In this paper, an extensive empirical study of performance estimation for forecasting problems using both artificially generated and real-world spatio-temporal data sets is provided. First, we observe that most often error estimates are reasonably accurate. Standard CV does have problems: it underfits and it exhibits a number of outliers of severe error underestimation. Moreover, though the best estimator in terms of absolute difference to the “gold standard” is not always the same, most top-performers block the data set in time. This is in line with previous research on time-ordered data [3, 20]. Indeed, for artificial data sets, time-buffered time-block CV is one of the best in terms of approximating the “gold standard” error while also avoiding being overly optimistic in the estimates. For real-world data sets, spatio-temporal block CV and, when using random forests, time-block CV (this time without the buffer) not only approximate the error better than other methods, they also mostly avoid being overly optimistic about errors. Note that the fact that time-buffered time block CV did not perform as well in real-world data sets might have to do with buffer size parametrization. Out-of-sample procedures, in general, did not do as well in terms of absolute difference to the gold-standard, but they did tend to avoid underestimation of the error in almost all cases which might still be seen as an advantage over cross-validation. These results seem to point to the temporal dimension being more important to respect when evaluating spatio-temporal forecasting methods.

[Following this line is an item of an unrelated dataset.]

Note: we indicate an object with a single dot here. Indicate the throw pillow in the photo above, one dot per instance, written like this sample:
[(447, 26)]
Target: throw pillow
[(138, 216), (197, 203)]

There is some bias in the experimental design, but results are still fairly consistent and some issues can be addressed in future work. Varying the in-set/out-set ratio, and setting the “gold standard” as forecasting future observations in new locations (instead of forecasting for known locations only) are two future settings of interest. Moreover, the effect of train/test and buffer sizes on the estimation methods should be analysed. It would also be interesting to control for the effect of including outer locations and/or introducing missing data in artificial data. Moreover, in the case of real-world (or artificial) data sets with irregular grids, solutions to contiguous assignment of spatial blocks should be explored, possibly using quadtrees.